Diundang ke China, Situbondo Promosikan Potensi Daerah
SITUBONDO, FaktualNews.co – Bupati Situbondo, Yusuf Rio Wahyu Prayogo, mempromosikan peluang investasi Kabupaten Situbondo dalam forum Local Government Partnership di Provinsi Anhui, China. Langkah ini diambil guna memperkuat arus modal asing, sekaligus mendorong transfer teknologi demi akselerasi ekonomi daerah.
Mas Rio, sapaan akrab Bupati Situbondo hadir memenuhi undangan resmi dari Kedutaan Besar China di Indonesia. Forum internasional ini dihadiri oleh sekitar 80 kepala daerah dari berbagai negara, termasuk Kamboja, Vietnam, dan Thailand.
Menurutnya, ajang yang diinisiasi oleh Pemerintah Provinsi Anhui ini menjadi momentum strategis untuk memperluas jejaring investasi Situbondo. Fokus utama promosi diarahkan pada sektor industri pengolahan dan pertanian berbasis teknologi (agrotech).

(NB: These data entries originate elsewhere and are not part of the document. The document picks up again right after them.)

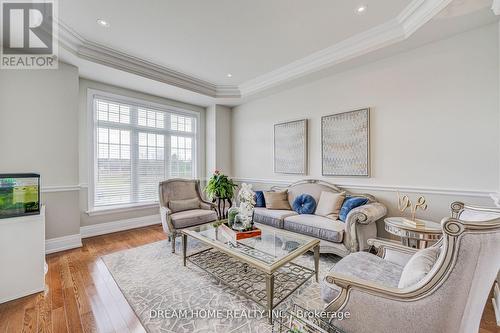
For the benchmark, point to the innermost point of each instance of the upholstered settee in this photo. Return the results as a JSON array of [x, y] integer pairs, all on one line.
[[338, 237]]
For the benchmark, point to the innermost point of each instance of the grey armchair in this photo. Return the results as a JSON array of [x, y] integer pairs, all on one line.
[[449, 297], [181, 206]]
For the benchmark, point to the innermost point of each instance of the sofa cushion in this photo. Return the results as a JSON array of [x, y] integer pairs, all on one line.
[[259, 199], [365, 266], [277, 200], [189, 218], [418, 266], [304, 204], [315, 226], [349, 204], [272, 217], [329, 204]]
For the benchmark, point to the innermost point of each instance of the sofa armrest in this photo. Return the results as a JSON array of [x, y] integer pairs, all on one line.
[[392, 251], [358, 218]]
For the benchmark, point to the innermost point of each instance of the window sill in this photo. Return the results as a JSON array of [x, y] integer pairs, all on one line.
[[120, 209]]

“Ini peluang besar untuk meyakinkan investor bahwa iklim investasi di Situbondo sangat ramah (friendly), khususnya bagi para pelaku usaha dari China,” ujar Mas Rio, panggilan Bupati Situbondo, Rabu (27/5/2026).
Saat ini, Situbondo telah menjadi rumah bagi belasan perusahaan Penanaman Modal Asing (PMA) asal Negeri Tirai Bambu tersebut. Keberadaan investor yang sudah eksis dinilai menjadi landasan kuat untuk mempererat hubungan ekonomi kedua belah pihak.
Mas Rio optimistis penguatan kerja sama ini akan berdampak langsung pada pembukaan lapangan kerja baru, peningkatan kapasitas industri lokal, serta transfer pengetahuan teknologi.
“Kita harapkan ada transfer of knowledge yang berjalan ketika investasi mereka masuk ke daerah kita,” imbuhnya.
Promosi investasi ke luar negeri ini dilakukan di tengah tren positif performa ekonomi Situbondo. Sepanjang tahun 2025, Pemerintah Kabupaten Situbondo mencatat realisasi investasi menembus angka Rp1 triliun. Angka tersebut melonjak pesat sebesar 66 persen dibanding tahun sebelumnya yang bernilai Rp590 miliar, sekaligus melampaui target daerah yang dipatok Rp425 miliar.
Mas Rio menilai pengembangan agrotech yang menjadi fokus utama dalam forum di Anhui sangat relevan dengan karakteristik Situbondo sebagai daerah agraris.
“Dalam sesi matchmaking partnership ini, kita fokus mengulas tentang agrotech. Bagaimana pemanfaatan teknologi super high-tech untuk pertanian modern yang sudah berkembang pesat di sana bisa diadopsi di Situbondo,” pungkasnya.
Melalui forum internasional ini, Pemkab Situbondo berharap dapat membuka keran investasi baru sekaligus mempercepat transformasi ekonomi daerah berbasis pertanian modern yang bernilai tambah tinggi.